Tordjman Mickael, Bolger Ian, Yuce Murat, Restrepo Francisco, Liu Zelong, Dercle Laurent, McGale Jeremy, Meribout Anis L, Liu Mira M, Beddok Arnaud, Lee Hao-Chih, Rohren Scott, Yu Ryan, Mei Xueyan, Taouli Bachir
Biomedical Engineering & Imaging Institute, Mount Sinai Health System, New York, NY 10029, USA.
Department of Diagnostic, Molecular and Interventional Radiology, Mount Sinai Health System, New York, NY 10029, USA.
J Clin Med. 2025 May 8;14(10):3285. doi: 10.3390/jcm14103285.

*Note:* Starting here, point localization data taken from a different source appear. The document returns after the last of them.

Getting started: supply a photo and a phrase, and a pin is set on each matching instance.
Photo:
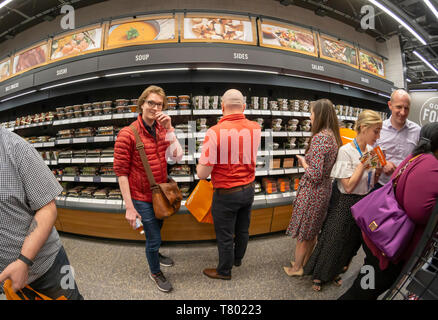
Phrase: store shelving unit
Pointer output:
(180, 68)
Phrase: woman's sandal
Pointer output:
(316, 285)
(338, 281)
(291, 273)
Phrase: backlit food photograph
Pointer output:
(288, 38)
(5, 69)
(218, 29)
(77, 43)
(371, 64)
(339, 51)
(30, 58)
(139, 32)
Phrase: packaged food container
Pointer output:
(107, 110)
(49, 116)
(277, 121)
(87, 106)
(171, 106)
(183, 99)
(120, 109)
(97, 105)
(172, 99)
(88, 113)
(184, 105)
(69, 115)
(201, 121)
(107, 104)
(121, 102)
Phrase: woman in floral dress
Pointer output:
(314, 190)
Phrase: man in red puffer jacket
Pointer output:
(157, 134)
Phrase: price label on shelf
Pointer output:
(79, 140)
(92, 160)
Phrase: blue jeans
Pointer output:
(152, 230)
(51, 283)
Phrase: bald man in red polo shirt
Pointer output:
(229, 155)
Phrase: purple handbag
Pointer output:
(383, 220)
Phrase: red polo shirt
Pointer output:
(231, 148)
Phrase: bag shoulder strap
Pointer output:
(144, 159)
(395, 180)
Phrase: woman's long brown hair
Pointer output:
(324, 118)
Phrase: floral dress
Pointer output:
(314, 191)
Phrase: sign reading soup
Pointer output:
(30, 58)
(371, 63)
(73, 44)
(338, 51)
(139, 31)
(5, 69)
(287, 37)
(230, 29)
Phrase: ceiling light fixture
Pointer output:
(5, 3)
(431, 7)
(395, 17)
(425, 61)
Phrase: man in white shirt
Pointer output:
(399, 136)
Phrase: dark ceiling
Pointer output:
(20, 15)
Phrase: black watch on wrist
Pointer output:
(25, 260)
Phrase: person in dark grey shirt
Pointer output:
(30, 249)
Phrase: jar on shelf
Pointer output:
(121, 102)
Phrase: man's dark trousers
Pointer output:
(231, 216)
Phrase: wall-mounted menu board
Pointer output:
(287, 37)
(371, 63)
(76, 43)
(5, 69)
(142, 30)
(30, 58)
(338, 51)
(216, 28)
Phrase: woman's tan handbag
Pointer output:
(166, 197)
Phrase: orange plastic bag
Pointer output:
(27, 293)
(347, 135)
(199, 201)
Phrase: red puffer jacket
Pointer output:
(127, 161)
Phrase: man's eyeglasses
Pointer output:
(153, 104)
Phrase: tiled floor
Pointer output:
(116, 270)
(106, 269)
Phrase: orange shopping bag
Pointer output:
(199, 201)
(27, 293)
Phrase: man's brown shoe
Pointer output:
(212, 273)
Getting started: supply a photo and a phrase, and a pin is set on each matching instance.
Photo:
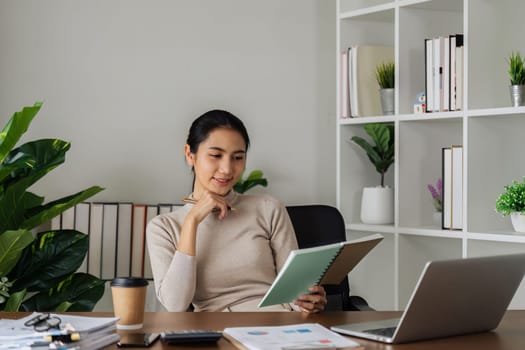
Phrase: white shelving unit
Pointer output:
(490, 131)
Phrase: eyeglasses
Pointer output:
(43, 322)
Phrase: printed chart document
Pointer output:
(327, 264)
(294, 336)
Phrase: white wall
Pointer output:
(122, 80)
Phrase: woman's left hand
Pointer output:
(314, 302)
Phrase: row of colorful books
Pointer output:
(359, 90)
(117, 236)
(452, 188)
(444, 73)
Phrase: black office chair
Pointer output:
(316, 225)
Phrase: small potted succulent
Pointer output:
(517, 79)
(377, 203)
(512, 202)
(385, 76)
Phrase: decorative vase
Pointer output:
(518, 222)
(377, 205)
(387, 101)
(517, 95)
(436, 219)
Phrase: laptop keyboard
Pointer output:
(387, 331)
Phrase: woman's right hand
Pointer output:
(207, 203)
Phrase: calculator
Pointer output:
(190, 336)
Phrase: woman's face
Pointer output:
(219, 161)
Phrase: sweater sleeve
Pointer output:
(174, 273)
(282, 236)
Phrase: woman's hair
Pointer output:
(202, 127)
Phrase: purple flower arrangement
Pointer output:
(437, 194)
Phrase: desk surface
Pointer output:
(510, 335)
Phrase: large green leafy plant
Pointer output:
(381, 151)
(37, 269)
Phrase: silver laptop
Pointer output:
(452, 297)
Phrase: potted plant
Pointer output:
(385, 76)
(377, 203)
(517, 79)
(256, 177)
(37, 269)
(512, 202)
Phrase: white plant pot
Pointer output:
(436, 218)
(377, 205)
(518, 222)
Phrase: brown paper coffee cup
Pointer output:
(129, 299)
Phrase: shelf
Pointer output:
(509, 237)
(495, 111)
(371, 228)
(489, 130)
(376, 13)
(427, 231)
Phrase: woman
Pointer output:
(222, 251)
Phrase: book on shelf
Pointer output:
(293, 336)
(109, 240)
(82, 225)
(447, 185)
(326, 264)
(459, 71)
(429, 81)
(438, 74)
(95, 239)
(362, 84)
(453, 187)
(125, 216)
(343, 85)
(444, 73)
(445, 91)
(457, 188)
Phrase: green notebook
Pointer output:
(327, 264)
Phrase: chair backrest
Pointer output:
(316, 225)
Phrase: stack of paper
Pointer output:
(294, 336)
(94, 332)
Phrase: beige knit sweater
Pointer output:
(237, 257)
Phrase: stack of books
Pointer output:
(75, 332)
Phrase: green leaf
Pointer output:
(40, 158)
(15, 300)
(39, 215)
(255, 175)
(76, 293)
(255, 178)
(15, 128)
(52, 256)
(12, 243)
(381, 152)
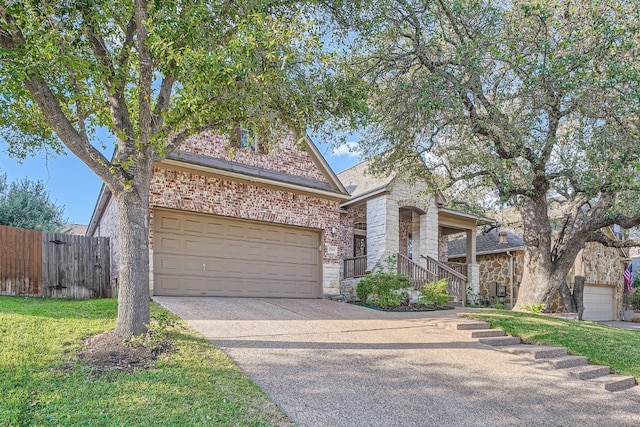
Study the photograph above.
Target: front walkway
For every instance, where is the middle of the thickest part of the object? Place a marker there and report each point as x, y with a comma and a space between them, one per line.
332, 364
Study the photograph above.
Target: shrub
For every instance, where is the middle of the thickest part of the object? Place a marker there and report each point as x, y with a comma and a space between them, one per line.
383, 288
434, 293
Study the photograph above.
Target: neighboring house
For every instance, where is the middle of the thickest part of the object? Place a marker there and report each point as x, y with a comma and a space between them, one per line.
388, 216
228, 219
501, 264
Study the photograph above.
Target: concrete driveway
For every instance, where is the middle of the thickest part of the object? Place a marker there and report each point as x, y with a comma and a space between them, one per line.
326, 363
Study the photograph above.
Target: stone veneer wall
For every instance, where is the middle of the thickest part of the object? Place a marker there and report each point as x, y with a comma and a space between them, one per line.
494, 268
353, 214
595, 256
197, 192
285, 158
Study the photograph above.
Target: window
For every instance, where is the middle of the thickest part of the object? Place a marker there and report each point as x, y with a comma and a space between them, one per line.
246, 139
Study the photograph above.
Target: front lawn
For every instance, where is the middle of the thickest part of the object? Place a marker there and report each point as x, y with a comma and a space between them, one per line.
195, 385
602, 344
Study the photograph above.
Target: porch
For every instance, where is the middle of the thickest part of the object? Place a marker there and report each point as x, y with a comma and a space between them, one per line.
417, 236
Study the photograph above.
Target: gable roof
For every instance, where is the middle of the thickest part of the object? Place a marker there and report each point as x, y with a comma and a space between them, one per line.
360, 183
333, 187
235, 168
488, 243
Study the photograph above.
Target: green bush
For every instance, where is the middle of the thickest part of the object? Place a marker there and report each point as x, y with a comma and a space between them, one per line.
434, 293
534, 308
382, 289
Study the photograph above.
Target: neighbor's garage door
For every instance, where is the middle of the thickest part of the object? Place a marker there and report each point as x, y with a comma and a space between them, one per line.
196, 254
598, 303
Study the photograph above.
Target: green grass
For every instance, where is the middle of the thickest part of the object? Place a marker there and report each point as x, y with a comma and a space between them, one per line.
197, 385
602, 344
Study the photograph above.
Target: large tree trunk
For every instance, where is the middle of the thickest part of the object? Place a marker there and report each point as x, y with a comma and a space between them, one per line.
542, 278
536, 282
133, 234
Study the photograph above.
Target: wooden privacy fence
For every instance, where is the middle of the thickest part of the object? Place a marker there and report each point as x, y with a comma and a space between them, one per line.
40, 263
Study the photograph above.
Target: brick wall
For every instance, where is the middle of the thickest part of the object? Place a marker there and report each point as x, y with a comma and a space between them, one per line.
195, 192
285, 158
199, 192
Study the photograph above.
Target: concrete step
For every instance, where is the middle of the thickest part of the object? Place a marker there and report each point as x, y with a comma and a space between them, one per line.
614, 382
500, 341
484, 333
588, 372
537, 351
564, 362
463, 325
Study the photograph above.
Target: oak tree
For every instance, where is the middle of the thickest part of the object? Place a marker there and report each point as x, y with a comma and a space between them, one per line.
525, 101
153, 72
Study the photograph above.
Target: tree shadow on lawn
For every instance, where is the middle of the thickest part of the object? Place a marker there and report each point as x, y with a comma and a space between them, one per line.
60, 308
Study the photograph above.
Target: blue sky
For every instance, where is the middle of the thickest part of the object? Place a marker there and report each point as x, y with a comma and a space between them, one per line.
73, 185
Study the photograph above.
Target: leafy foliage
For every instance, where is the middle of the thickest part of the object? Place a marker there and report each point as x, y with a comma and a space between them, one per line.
534, 308
518, 103
434, 293
154, 73
383, 287
26, 204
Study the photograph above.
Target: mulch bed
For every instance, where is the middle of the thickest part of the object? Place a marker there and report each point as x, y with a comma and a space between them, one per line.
405, 307
107, 350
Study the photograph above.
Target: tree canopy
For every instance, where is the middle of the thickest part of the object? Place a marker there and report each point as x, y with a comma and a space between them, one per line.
153, 72
522, 101
26, 204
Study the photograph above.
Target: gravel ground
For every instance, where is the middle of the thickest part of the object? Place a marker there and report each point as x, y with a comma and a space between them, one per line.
327, 363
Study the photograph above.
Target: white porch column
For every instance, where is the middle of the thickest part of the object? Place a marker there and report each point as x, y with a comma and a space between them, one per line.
473, 269
382, 229
429, 233
376, 230
415, 235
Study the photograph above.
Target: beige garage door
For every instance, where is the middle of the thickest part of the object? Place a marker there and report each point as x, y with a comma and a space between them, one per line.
598, 303
197, 254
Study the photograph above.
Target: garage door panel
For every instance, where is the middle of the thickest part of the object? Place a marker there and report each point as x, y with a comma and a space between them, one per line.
169, 222
194, 226
241, 258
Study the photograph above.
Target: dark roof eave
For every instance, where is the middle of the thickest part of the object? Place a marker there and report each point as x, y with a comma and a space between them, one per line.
253, 172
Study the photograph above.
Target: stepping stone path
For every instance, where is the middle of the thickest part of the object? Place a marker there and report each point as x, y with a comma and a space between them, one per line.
551, 357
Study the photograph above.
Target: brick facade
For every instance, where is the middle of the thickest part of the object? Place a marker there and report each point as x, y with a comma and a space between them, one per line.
194, 191
285, 158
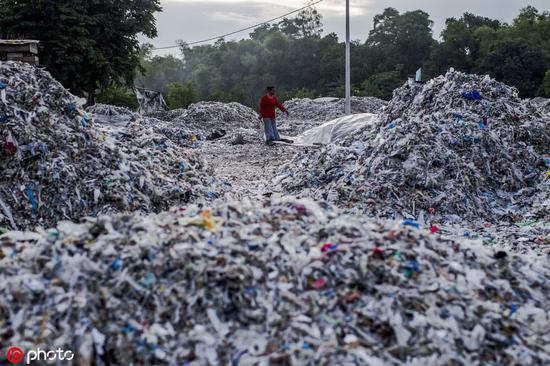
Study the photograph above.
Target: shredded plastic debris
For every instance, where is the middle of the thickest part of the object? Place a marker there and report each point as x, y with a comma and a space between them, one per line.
284, 283
306, 113
57, 164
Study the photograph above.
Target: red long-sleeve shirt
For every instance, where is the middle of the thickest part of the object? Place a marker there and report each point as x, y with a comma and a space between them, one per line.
268, 105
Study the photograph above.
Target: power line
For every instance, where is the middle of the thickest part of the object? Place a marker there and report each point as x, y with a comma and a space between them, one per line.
241, 30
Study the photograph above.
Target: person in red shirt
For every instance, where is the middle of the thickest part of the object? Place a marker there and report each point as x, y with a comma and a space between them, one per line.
268, 103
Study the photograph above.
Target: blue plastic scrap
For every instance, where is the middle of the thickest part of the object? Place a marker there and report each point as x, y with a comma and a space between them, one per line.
472, 95
32, 198
411, 223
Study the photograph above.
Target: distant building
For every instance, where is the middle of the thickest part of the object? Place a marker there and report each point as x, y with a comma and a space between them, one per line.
23, 50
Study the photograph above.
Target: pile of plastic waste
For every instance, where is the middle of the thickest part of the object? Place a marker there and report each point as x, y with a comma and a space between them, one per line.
306, 113
283, 283
57, 164
105, 113
458, 147
205, 121
325, 109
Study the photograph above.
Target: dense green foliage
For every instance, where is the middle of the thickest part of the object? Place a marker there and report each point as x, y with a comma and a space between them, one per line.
87, 44
92, 47
295, 57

Recently, there has been tremendous interest on the use of large language models (LLMs) in radiology. LLMs have been employed for various applications in cancer imaging, including improving reporting speed and accuracy via generation of standardized reports, automating the classification and staging of abnormal findings in reports, incorporating appropriate guidelines, and calculating individualized risk scores. Another use of LLMs is their ability to improve patient comprehension of imaging reports with simplification of the medical terms and possible translations to multiple languages. Additional future applications of LLMs include multidisciplinary tumor board standardizations, aiding patient management, and preventing and predicting adverse events (contrast allergies, MRI contraindications) and cancer imaging research. However, limitations such as hallucinations and variable performances could present obstacles to widespread clinical implementation. Herein, we present a review of the current and future applications of LLMs in cancer imaging, as well as pitfalls and limitations.
最近,人们对大语言模型(LLMs)在放射学中的应用产生了极大兴趣。大语言模型已被用于癌症成像的各种应用中,包括通过生成标准化报告来提高报告速度和准确性、自动对报告中的异常发现进行分类和分期、纳入适当的指南以及计算个性化风险评分。大语言模型的另一个用途是能够通过简化医学术语并可能翻译成多种语言来提高患者对影像报告的理解。大语言模型未来的其他应用包括多学科肿瘤委员会标准化、辅助患者管理以及预防和预测不良事件(造影剂过敏、MRI禁忌证)和癌症成像研究。然而,诸如幻觉和性能多变等局限性可能会成为广泛临床应用的障碍。在此,我们对大语言模型在癌症成像中的当前和未来应用以及陷阱和局限性进行综述。